« Nous devons accepter d’être une Église qui s’appauvrit »
Paris Notre-Dame du 11 novembre 2021
L’Assemblée plénière des évêques de France qui s’est conclue lundi 8 novembre, à Lourdes (Hautes-Pyrénées), a marqué un tournant dans l’histoire de l’Église de France. Reconnaissant un système déficient favorisant une culture de l’abus, les évêques ont annoncé une série de mesures pour assainir le fonctionnement et la gouvernance de l’institution. Le regard de Mgr Philippe Marsset, évêque auxiliaire de Paris.
Paris Notre-Dame – Quel est votre sentiment alors que vous venez tout juste de quitter Lourdes ?

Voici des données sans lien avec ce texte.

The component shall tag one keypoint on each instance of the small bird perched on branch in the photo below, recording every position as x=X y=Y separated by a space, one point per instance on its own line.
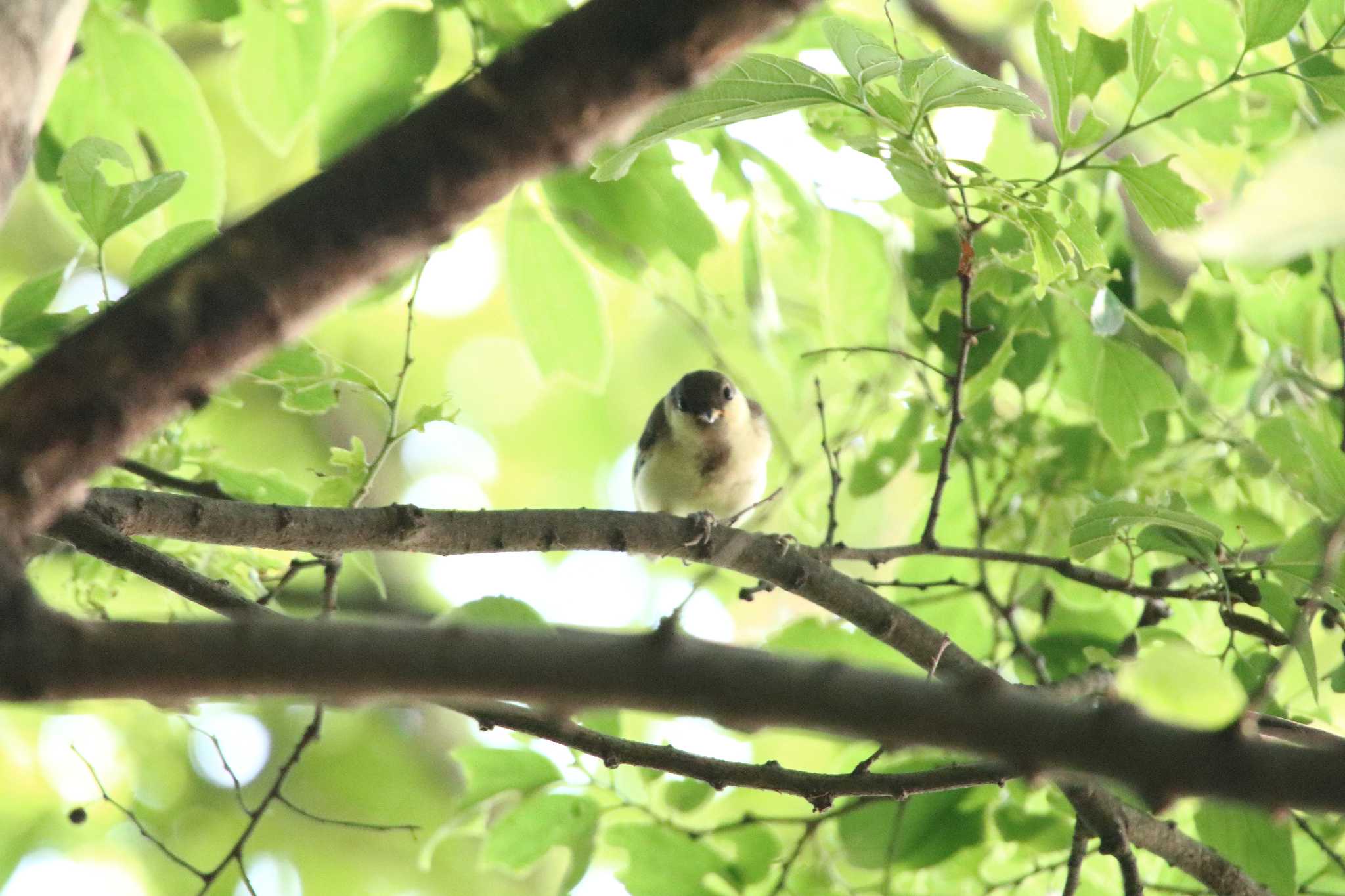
x=704 y=450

Mgr Philippe Marsset – J’ai conscience d’avoir participé à un travail qui est, plus que le paiement d’une dette, la sortie d’une cécité. Entre le premier et le dernier jour de l’assemblée plénière, nous sommes passés de la peur – la peur des médias, de la pression extérieure – à une libération intérieure. Deux éléments nous ont aidés à vivre ce passage. D’abord les deux jours vécus avec les personnes en situation de précarité. Celles-ci nous ont comme dévoilé ce que nous ne voulions pas voir chez les victimes d’abus. Notre dialogue était celui de muets qui parlaient à des sourds. Le témoignage de ces personnes en situation de précarité a été un miroir. Le deuxième élément qui nous a aidés était l’ensemble des textes de la liturgie de la semaine. Le Seigneur nous a clairement parlé à travers sa Parole. Je pense à la veuve du Temple qui donne tout ce qu’elle a ou encore à l’avertissement dans les textes de lundi : « Malheureux celui par qui le scandale arrive ! » (Lc 17, 1). L’Évangile, les pauvres, les victimes, nous ont placés en face du réel. Et le travail avec des laïcs [invités en fin de semaine, NDLR] nous a transformés.

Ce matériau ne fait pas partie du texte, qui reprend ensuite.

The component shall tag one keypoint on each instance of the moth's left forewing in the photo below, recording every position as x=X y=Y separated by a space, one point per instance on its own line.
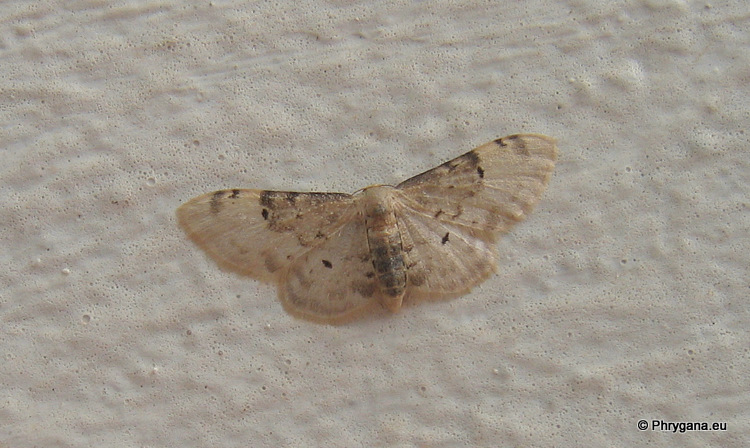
x=488 y=189
x=451 y=216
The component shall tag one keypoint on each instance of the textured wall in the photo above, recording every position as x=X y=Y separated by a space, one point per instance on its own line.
x=622 y=297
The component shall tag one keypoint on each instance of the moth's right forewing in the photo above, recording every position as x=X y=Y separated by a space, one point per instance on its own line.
x=259 y=233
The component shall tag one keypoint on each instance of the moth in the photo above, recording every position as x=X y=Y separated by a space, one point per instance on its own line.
x=335 y=256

P. N.-D. – Cette assemblée plénière marque- t-elle un tournant dans l’histoire de la gouvernance de l’Église ?
P. M. – C’est certain. Le cléricalisme, une certaine façon de concevoir le pouvoir dans l’Église, et la constitution hiérarchique de l’institution ecclésiale, font que nous pouvons, nous, clercs, nous penser autosuffisants. C’est ce à quoi nous avons définitivement renoncé. Il nous faut retravailler et distinguer le pouvoir d’ordre et le pouvoir de juridiction, et ce, dans tous nos lieux de décisions, dans toutes nos strates. Nous reste à transmettre la metanoïa que nous avons vécue à l’ensemble du corps sacerdotal et à tous les laïcs.
P. N.-D. – Vous avez posé, ensemble, un geste pénitentiel fort samedi 6 novembre. Comment l’avez-vous vécu ?
P. M. – Ce geste s’est fait en deux temps. Il y a eu le dévoilement de la photo du visage d’un petit garçon – un ange en réalité avec tout le symbole que cela peut représenter – en pleurs. Et ce moment où nous sommes passés « sur l’autre rive » (Lc 8, 32) du Gave pour nous mettre à genoux devant une croix de couleur rouge. Personnellement, j’ai eu besoin de garder les yeux fermés pour pouvoir vivre ce moment pleinement, de manière intérieure. Il nous fallait implorer le pardon de Dieu. Nous ne sommes qu’au tout début d’un chemin de conversion.
P. N.-D. – Le discours de clôture parle « d’une humiliation nécessaire »…
P. M. – Bien avant que l’Église ne soit humiliée, c’est l’Église qui a humilié tant de vies. Il est donc nécessaire qu’elle assume un coût, dans sa réputation, dans ses finances. Sinon nous ne serions que ces hommes riches qui mettent de grosses sommes d’argent et non la veuve de l’Évangile qui donne ses deux piécettes. Il nous faut vivre cette humiliation.
Dans le diocèse de Paris, nous allons réfléchir, collectivement, à l’application des mesures annoncées lundi (voir p. 6). Les biens, y compris immobiliers, de l’Église, appartiennent à tous les fidèles. Il nous faut donc réfléchir, ensemble, à une manière d’abonder le fonds d’indemnisation des victimes. Notre diocèse est riche en ressources, mais aussi en prêtres. Et c’est là notre faiblesse. « Il est plus facile à un chameau de passer par le trou d’une aiguille qu’à un riche d’entrer dans le Royaume de Dieu » (Mt 19, 24). Nous devons accepter d’être une Église qui s’appauvrit. Cet appauvrissement est évangélique. Il est prophétique.